Dubai: While countries affected by the Arab Spring are still instituting stability, majority of Arab youth believe that their future looks bright, are very proud of their Arab identity, and for the second straight year, continue to look up on UAE as their most preferred country to live in and model country for their nations.
Released on Tuesday, the fifth Arab Youth Survey, commissioned by ASDA’A Burson-Marsteller and conducted by international polling firm Penn Schoen Berland (PSB), examines the concerns of 3,000 Arab youth aged between 18 to 24 across 15 countries in the MENA region.
Three out of four Arab youth (or 74 per cent) believe that “our best days are ahead of us.” A clear majority of the 15 countries are optimistic about the future, with Kuwait being the most optimistic at 82 per cent.

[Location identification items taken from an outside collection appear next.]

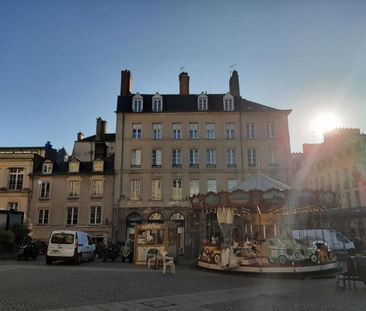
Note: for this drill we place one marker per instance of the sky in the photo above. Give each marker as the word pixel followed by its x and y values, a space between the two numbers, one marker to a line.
pixel 61 61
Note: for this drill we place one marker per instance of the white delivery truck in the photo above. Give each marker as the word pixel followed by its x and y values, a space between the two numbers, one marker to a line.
pixel 335 240
pixel 66 245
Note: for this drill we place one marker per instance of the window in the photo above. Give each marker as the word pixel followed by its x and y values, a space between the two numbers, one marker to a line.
pixel 176 131
pixel 44 189
pixel 229 130
pixel 156 189
pixel 157 103
pixel 202 102
pixel 72 216
pixel 272 157
pixel 74 166
pixel 47 168
pixel 74 189
pixel 177 189
pixel 211 185
pixel 230 158
pixel 211 157
pixel 97 187
pixel 136 130
pixel 177 158
pixel 228 102
pixel 95 215
pixel 98 166
pixel 156 158
pixel 193 131
pixel 43 216
pixel 157 131
pixel 270 130
pixel 210 131
pixel 194 187
pixel 13 206
pixel 137 103
pixel 194 157
pixel 252 157
pixel 232 183
pixel 136 158
pixel 135 189
pixel 16 178
pixel 250 130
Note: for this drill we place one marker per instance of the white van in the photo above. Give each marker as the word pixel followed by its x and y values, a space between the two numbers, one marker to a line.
pixel 336 241
pixel 75 246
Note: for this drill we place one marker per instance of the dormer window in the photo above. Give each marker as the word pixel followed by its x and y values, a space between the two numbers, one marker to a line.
pixel 47 167
pixel 202 102
pixel 228 102
pixel 98 166
pixel 157 103
pixel 137 103
pixel 74 166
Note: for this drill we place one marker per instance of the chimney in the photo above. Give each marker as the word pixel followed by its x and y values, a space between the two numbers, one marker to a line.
pixel 184 83
pixel 234 84
pixel 126 83
pixel 80 136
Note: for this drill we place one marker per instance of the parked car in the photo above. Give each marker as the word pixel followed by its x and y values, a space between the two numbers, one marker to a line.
pixel 74 246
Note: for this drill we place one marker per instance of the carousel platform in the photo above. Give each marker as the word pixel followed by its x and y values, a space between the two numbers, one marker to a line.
pixel 274 269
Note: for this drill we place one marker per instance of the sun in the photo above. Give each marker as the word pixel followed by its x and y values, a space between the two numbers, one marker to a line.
pixel 324 122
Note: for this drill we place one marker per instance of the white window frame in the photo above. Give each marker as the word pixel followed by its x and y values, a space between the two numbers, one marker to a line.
pixel 43 216
pixel 250 130
pixel 177 157
pixel 271 129
pixel 211 157
pixel 73 190
pixel 177 189
pixel 44 189
pixel 137 103
pixel 194 187
pixel 96 187
pixel 16 178
pixel 230 130
pixel 177 131
pixel 136 158
pixel 231 157
pixel 156 189
pixel 193 131
pixel 252 157
pixel 210 130
pixel 202 102
pixel 157 131
pixel 194 157
pixel 212 185
pixel 156 159
pixel 72 215
pixel 135 189
pixel 136 131
pixel 228 102
pixel 95 215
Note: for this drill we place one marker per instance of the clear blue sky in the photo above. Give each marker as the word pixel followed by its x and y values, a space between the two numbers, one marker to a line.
pixel 60 61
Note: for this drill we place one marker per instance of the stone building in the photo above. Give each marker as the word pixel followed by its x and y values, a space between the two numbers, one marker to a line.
pixel 338 164
pixel 76 194
pixel 171 146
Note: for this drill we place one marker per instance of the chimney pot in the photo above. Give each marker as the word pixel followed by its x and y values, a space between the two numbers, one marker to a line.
pixel 184 83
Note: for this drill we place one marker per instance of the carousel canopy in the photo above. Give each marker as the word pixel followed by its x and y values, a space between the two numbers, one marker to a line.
pixel 261 182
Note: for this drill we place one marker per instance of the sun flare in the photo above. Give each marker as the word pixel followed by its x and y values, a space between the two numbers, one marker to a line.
pixel 324 123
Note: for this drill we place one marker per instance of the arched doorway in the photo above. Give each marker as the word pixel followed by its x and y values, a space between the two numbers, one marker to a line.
pixel 156 218
pixel 132 220
pixel 179 221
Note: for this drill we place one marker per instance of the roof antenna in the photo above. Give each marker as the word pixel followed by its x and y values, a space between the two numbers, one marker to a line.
pixel 231 68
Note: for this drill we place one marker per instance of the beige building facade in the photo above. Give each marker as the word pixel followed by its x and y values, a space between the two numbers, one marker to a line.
pixel 170 147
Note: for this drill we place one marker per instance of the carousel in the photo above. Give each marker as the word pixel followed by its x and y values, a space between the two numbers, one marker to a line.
pixel 249 229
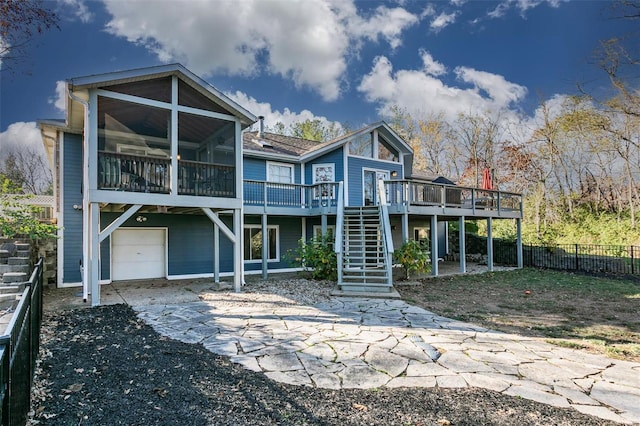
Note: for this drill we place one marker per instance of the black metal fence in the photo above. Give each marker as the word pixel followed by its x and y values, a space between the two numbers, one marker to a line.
pixel 19 346
pixel 572 257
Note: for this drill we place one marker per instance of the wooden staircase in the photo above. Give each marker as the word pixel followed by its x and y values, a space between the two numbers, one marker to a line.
pixel 365 264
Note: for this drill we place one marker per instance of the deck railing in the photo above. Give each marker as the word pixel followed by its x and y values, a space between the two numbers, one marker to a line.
pixel 418 193
pixel 260 193
pixel 135 173
pixel 208 179
pixel 19 346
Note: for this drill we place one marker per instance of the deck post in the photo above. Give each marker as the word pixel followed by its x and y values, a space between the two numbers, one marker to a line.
pixel 489 245
pixel 265 247
pixel 93 270
pixel 434 245
pixel 519 243
pixel 216 250
pixel 238 272
pixel 462 249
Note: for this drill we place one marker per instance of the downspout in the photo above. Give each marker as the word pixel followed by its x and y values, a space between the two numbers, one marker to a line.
pixel 85 196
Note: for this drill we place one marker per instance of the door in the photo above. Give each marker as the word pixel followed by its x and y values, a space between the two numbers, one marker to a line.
pixel 138 254
pixel 370 185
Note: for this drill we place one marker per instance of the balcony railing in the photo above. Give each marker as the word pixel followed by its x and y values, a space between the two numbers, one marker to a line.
pixel 417 193
pixel 207 179
pixel 259 193
pixel 134 173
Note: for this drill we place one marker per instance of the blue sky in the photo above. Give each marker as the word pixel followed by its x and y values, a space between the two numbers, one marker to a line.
pixel 336 60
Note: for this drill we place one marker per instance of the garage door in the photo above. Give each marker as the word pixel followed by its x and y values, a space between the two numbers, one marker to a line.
pixel 137 254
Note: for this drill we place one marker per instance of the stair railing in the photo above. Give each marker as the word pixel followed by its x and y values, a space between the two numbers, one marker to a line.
pixel 386 230
pixel 338 242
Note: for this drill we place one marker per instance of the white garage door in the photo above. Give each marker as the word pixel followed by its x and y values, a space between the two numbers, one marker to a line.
pixel 137 254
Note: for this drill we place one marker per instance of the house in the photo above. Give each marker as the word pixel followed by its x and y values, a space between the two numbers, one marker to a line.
pixel 157 175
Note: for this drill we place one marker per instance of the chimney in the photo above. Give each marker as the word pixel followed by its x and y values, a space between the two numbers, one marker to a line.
pixel 261 126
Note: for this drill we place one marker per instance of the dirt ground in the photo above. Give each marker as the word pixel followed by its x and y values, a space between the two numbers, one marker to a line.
pixel 104 366
pixel 598 314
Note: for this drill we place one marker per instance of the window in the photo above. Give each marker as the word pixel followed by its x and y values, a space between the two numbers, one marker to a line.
pixel 362 146
pixel 323 173
pixel 253 243
pixel 279 172
pixel 317 231
pixel 385 152
pixel 331 232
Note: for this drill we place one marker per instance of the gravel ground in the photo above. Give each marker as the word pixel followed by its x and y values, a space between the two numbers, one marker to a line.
pixel 104 366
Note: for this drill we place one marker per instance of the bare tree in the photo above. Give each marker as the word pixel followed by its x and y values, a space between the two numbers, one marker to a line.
pixel 20 21
pixel 27 169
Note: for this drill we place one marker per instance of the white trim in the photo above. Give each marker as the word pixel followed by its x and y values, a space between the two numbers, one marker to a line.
pixel 290 166
pixel 60 213
pixel 319 228
pixel 375 184
pixel 374 159
pixel 259 227
pixel 314 167
pixel 345 178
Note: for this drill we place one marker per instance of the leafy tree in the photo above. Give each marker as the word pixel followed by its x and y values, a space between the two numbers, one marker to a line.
pixel 20 21
pixel 18 217
pixel 316 256
pixel 28 170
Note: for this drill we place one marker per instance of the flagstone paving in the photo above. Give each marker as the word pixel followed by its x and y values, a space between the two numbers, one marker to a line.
pixel 372 343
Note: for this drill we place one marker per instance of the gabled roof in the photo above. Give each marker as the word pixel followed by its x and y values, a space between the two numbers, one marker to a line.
pixel 141 74
pixel 300 149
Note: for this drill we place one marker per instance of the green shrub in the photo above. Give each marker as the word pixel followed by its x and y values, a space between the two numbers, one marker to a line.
pixel 413 258
pixel 317 257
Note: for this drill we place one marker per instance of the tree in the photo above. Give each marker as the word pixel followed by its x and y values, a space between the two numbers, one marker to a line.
pixel 315 130
pixel 20 21
pixel 18 217
pixel 27 169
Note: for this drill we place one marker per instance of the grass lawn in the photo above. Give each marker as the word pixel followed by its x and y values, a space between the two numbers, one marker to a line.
pixel 596 314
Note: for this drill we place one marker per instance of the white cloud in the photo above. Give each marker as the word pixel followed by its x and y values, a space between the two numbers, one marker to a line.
pixel 420 92
pixel 19 135
pixel 80 9
pixel 60 98
pixel 443 20
pixel 271 117
pixel 431 66
pixel 385 22
pixel 494 85
pixel 307 41
pixel 521 6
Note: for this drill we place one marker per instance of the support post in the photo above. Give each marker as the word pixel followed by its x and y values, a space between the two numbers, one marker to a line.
pixel 519 243
pixel 405 226
pixel 462 248
pixel 265 247
pixel 489 245
pixel 216 250
pixel 238 272
pixel 434 245
pixel 94 253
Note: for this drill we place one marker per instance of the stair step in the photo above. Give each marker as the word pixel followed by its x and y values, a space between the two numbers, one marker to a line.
pixel 14 277
pixel 13 268
pixel 12 289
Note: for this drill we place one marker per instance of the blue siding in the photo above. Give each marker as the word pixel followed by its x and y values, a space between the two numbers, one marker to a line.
pixel 190 242
pixel 335 157
pixel 355 166
pixel 256 169
pixel 72 219
pixel 290 232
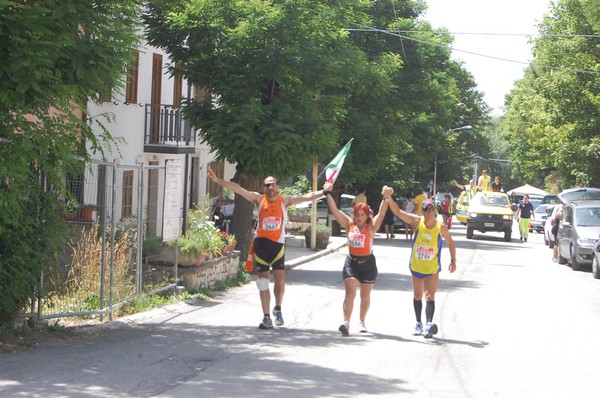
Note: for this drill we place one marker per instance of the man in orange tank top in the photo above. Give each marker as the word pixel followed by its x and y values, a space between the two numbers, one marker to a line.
pixel 269 244
pixel 360 267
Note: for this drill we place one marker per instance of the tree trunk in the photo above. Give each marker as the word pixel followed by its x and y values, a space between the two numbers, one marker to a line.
pixel 242 222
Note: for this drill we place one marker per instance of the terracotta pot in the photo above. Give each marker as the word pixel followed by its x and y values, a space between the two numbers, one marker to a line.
pixel 201 259
pixel 87 214
pixel 71 216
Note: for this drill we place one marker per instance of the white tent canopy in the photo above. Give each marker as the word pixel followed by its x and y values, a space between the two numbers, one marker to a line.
pixel 527 190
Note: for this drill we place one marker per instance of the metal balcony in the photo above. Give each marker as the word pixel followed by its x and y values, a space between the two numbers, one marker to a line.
pixel 165 131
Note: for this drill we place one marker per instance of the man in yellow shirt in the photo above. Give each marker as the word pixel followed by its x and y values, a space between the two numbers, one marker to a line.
pixel 419 199
pixel 485 182
pixel 360 198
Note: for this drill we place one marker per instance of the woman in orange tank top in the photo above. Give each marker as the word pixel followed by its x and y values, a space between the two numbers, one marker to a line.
pixel 360 267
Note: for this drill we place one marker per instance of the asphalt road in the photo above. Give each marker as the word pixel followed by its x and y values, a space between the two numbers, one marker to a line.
pixel 512 324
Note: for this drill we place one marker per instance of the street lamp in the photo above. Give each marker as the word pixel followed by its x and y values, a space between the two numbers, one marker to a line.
pixel 467 127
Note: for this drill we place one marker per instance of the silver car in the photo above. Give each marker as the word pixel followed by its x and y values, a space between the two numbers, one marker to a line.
pixel 578 233
pixel 568 195
pixel 541 214
pixel 596 261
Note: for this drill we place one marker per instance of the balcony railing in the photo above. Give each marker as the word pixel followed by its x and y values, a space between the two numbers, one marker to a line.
pixel 166 131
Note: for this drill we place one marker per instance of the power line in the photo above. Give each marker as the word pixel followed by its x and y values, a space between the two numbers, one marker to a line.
pixel 531 64
pixel 437 32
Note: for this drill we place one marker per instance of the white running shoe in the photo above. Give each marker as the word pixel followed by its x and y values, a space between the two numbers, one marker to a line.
pixel 418 330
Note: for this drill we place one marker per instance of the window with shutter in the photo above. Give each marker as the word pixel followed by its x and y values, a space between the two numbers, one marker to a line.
pixel 127 194
pixel 178 86
pixel 132 80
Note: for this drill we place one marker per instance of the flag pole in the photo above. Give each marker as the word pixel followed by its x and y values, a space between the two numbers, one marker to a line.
pixel 313 213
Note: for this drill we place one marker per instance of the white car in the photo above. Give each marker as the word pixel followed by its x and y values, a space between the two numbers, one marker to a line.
pixel 301 212
pixel 548 236
pixel 566 196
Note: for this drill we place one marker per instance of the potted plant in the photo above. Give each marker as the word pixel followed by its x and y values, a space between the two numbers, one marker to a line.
pixel 72 210
pixel 231 241
pixel 323 234
pixel 87 212
pixel 202 239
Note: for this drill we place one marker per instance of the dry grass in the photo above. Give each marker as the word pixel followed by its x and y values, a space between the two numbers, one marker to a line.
pixel 81 290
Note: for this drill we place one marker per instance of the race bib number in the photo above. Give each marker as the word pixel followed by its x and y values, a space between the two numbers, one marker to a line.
pixel 425 253
pixel 356 240
pixel 271 223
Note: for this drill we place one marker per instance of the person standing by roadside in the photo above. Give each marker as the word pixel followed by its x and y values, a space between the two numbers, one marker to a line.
pixel 484 182
pixel 269 244
pixel 497 185
pixel 555 221
pixel 524 213
pixel 388 223
pixel 446 206
pixel 409 207
pixel 360 268
pixel 419 199
pixel 471 188
pixel 425 260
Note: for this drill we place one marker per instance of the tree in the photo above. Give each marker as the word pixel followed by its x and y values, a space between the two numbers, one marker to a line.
pixel 278 76
pixel 550 120
pixel 55 56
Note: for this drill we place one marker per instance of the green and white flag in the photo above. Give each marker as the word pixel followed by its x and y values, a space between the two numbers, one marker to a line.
pixel 335 166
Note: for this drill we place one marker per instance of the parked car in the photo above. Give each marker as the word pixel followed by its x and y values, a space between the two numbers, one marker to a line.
pixel 490 211
pixel 462 207
pixel 398 223
pixel 301 212
pixel 567 195
pixel 596 261
pixel 550 199
pixel 535 202
pixel 573 194
pixel 578 233
pixel 539 219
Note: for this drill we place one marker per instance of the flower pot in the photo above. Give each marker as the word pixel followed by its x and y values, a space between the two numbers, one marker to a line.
pixel 71 216
pixel 201 259
pixel 87 214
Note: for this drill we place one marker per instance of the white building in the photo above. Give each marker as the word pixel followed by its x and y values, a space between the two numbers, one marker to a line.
pixel 149 130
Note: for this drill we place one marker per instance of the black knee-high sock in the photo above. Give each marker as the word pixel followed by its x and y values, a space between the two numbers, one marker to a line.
pixel 429 310
pixel 418 304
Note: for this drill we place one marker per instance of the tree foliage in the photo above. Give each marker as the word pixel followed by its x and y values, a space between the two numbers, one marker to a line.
pixel 56 55
pixel 552 119
pixel 286 80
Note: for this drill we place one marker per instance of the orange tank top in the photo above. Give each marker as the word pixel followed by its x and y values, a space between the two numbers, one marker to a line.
pixel 360 243
pixel 271 220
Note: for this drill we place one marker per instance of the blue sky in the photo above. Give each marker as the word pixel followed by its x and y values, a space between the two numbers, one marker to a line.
pixel 494 77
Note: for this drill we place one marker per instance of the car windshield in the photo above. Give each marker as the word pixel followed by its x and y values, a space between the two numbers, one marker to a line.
pixel 499 201
pixel 588 217
pixel 580 194
pixel 542 209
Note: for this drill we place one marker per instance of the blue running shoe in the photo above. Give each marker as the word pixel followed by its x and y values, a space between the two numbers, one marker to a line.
pixel 430 330
pixel 278 317
pixel 267 323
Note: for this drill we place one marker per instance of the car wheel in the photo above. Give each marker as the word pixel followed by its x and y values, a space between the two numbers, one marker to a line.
pixel 469 233
pixel 575 266
pixel 595 270
pixel 561 259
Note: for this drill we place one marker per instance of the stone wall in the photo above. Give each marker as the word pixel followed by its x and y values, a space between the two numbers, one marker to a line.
pixel 210 272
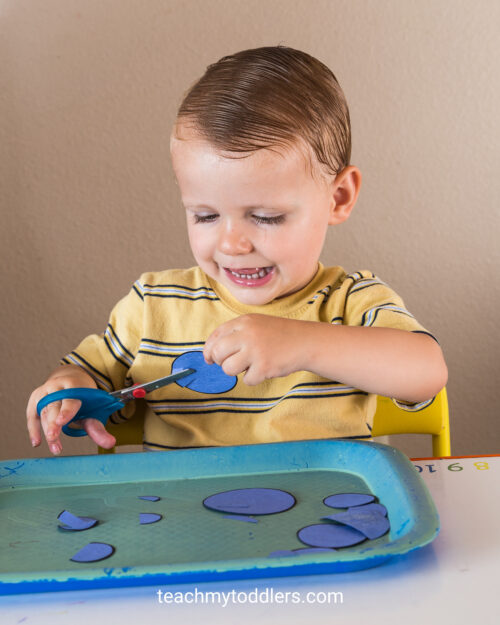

“The fifth ASDA’A Burson-Marsteller Arab Youth Survey illustrates that despite the negative media headlines attributed to the region, Arab Youth retain a strong sense of hope for the future and are determined to achieve a better life for themselves and their families,” Joseph Ghossoub, Chairman and CEO of MENACOM Group, said.
Nine out of 10 Arab youth likewise expressed they are “more proud to be an Arab” following the uprisings. Two out of three believe they are “better off” after the Arab Spring and that the recent changes it has sparked will positively impact them and their family.
“The first two findings are very new this year. And the fact that young Arabs look at their future with great amount of optimism, and the fact that they are proud to be an Arab is an outstanding new result that has come this year,” Sunil John, CEO of ASDA’A Burson-Marsteller, told Gulf News.
A third of the Arab youth picked the UAE as their top choice to live in for the second straight year, given 24 countries to choose from including the 15 countries surveyed and nine other prominent countries. The youth also regarded the UAE as a model country for their governments to emulate. John attributes these positive findings to the country’s cosmopolitan outlook, economic resilience, and wise leadership.
His Highness Shaikh Mohammad Bin Rashid Al Maktoum, Vice-President and Prime Minister of the UAE and Ruler of Dubai, seemed happy with the results, as expressed in his Tweeter post: “Pleased to know that the survey also showed that UAE youth, more than others, believe in their country’s ability to complete globally.”
“It is not about showing off. I truly believe we’re still learning and in the early stages. Our goal is to compete globally in all areas,” read another of Shaikh Mohammad’s tweet regarding the survey.
Outside the Middle East, France is the most favourable country for the Arab Youth, followed by Germany and China.
While the Arab youth are highly optimistic about their future, some recurrent social issues continue to top their priorities such as getting fair pay, owning a home, and living in a democracy.
The region’s disturbingly high youth unemployment rate — at more than 25 per cent — have unsurprisingly affected the concerns of Arab youth. Forty-one per cent of respondents in the Gulf and 46 per cent in non-Gulf countries are “very concerned” about unemployment.
Following global trends, one in four Arabs believe they will be able to buy their own homes in their 30s while a surprising 15 per cent of Arabs believe they will never be able buy their own home.
“Of course the need for jobs, the need for homes, and the need for a good quality of life have been there for the last five years. So we think that those will continue to stay. The Middle East has challenges…I think this is where government and businesses need to work on,” John told Gulf News.
The rising cost of living worries the youth more at 62 per cent as opposed to economic issues, terrorist threats, Arab Spring events, or unemployment.